The data manager is responsible for establishing the websocket connections to the endpoints for the configurations defined in config.py. The idea of the data manager is to be as generic as possible. Different sources can be included in config.py as long as a websocket endpoint, subscription message and a data processor function object are included.
The l2_manager core entrypoint is deplete_liquidity which takes the parameters: depletion (liquidity to be depleted at one side of the book), action (sell or buy) and data_manager object (used to access the realtime orderbook updated by the websocket connection).
The core of the program is in line 27 of main.py which initiates the eventloop with the tasks: deplete_liquidity and run method of data_mngr.py, which returns awaitables coroutines to the receive methods of the clients. Asyncio is the selected concurrency library. The implementation could be carried out by other concurrency libraries such as threading. However, due to the GIL limitations, which makes that only a thread can be run at a moment by the interpreter, as new websocket connections are included, the scheduling of threads runtime can become a bit chaotic. So the main reason for using asyncio library is scalability. By creating a task per receive method of a client and one additional for deplete_liquidity the synchronization can be done effortlessly by the event loop.
The selected library to connect to the exchanges is the websockets library, which follows a conventional send/recv architecture. I first tried to use socketio, which I like more than websockets because the first is event driven. In any case, it seems that the websocket server of Gemini, Kraken and Coinbase is not a socketio sever so the option was then discarded.
There is a logging interface writing to text output on /tmp directory (I assume your system is UNIX-like). There are separate handlers for the data_manager, data_manager_client, data_manager_processor and l2_manager. To find out more bout how the loggers are configured you can take a look to config.yml
- Your system is UNIX-lie.
- Create a venv for the project and dependencies:
cd cra
python3 -m venv .
source venv/bin/activate
pip3 install -r requirements.txt
The program runs on CLI and uses the argsparse library.

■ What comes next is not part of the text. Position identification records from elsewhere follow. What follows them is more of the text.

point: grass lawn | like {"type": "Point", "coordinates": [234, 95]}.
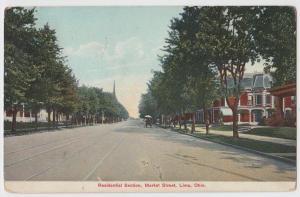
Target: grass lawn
{"type": "Point", "coordinates": [26, 127]}
{"type": "Point", "coordinates": [222, 128]}
{"type": "Point", "coordinates": [280, 132]}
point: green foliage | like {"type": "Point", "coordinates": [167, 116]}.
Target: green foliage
{"type": "Point", "coordinates": [275, 36]}
{"type": "Point", "coordinates": [36, 73]}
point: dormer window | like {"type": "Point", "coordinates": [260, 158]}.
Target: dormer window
{"type": "Point", "coordinates": [258, 99]}
{"type": "Point", "coordinates": [268, 99]}
{"type": "Point", "coordinates": [250, 98]}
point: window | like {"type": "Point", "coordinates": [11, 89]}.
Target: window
{"type": "Point", "coordinates": [258, 99]}
{"type": "Point", "coordinates": [268, 99]}
{"type": "Point", "coordinates": [293, 99]}
{"type": "Point", "coordinates": [249, 100]}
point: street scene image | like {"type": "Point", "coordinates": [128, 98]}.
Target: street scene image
{"type": "Point", "coordinates": [150, 93]}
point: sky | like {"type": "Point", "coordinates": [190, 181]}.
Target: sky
{"type": "Point", "coordinates": [103, 44]}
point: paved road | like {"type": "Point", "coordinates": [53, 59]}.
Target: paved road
{"type": "Point", "coordinates": [127, 151]}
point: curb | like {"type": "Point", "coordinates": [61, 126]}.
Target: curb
{"type": "Point", "coordinates": [42, 130]}
{"type": "Point", "coordinates": [289, 161]}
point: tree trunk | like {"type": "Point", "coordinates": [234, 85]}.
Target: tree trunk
{"type": "Point", "coordinates": [235, 122]}
{"type": "Point", "coordinates": [49, 115]}
{"type": "Point", "coordinates": [180, 122]}
{"type": "Point", "coordinates": [14, 119]}
{"type": "Point", "coordinates": [193, 124]}
{"type": "Point", "coordinates": [53, 117]}
{"type": "Point", "coordinates": [35, 120]}
{"type": "Point", "coordinates": [206, 120]}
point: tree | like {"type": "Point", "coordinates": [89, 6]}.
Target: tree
{"type": "Point", "coordinates": [227, 39]}
{"type": "Point", "coordinates": [275, 36]}
{"type": "Point", "coordinates": [18, 43]}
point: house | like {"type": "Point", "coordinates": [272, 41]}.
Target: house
{"type": "Point", "coordinates": [256, 102]}
{"type": "Point", "coordinates": [24, 115]}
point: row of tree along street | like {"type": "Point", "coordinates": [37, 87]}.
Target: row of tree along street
{"type": "Point", "coordinates": [38, 77]}
{"type": "Point", "coordinates": [208, 46]}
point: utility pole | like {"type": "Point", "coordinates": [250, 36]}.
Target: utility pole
{"type": "Point", "coordinates": [102, 116]}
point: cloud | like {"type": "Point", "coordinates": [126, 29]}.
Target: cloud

python3 main.py [action] [liquidity]
-action arg is one of sell or buy -liquidity arg is the liquidity be depleted
As an example: the command python3 main.py sell 15
show the following output:
The magenta colored line gives a summary of the input parameters. In this example, the liquidity to be depleted is 15 and the action is sell, then we would take out liquidity from the bid side of the order book.
The purple colored tree structures display how our order would impact the limits of the order book: How many limits we would need to fill and a which price (the price is weighted by the volume of each order). The displayed information is for Kraken, Gemini and Coinbase exchanges.
Then a merged order book displays the same information. This orderbook takes the limits that would be needed to fill on every individual exchanges, aggregates them, sorts them, and finally it depletes liquidity of a made-up merged exchange.
The last part shows the raw information of the orders filled for each exchange. The way in which the limits are displayed is a list of tuples (price, volume).
It is also helpful to display the content of the logs in /tmp. You can use the command less
to display the logs input.
less +FG /tmp/processor.log
Note: Kraken l2 data feed provides a limited snapshot of the order book, therefore it may take some time to reach the desired volume as new limit updates need to come.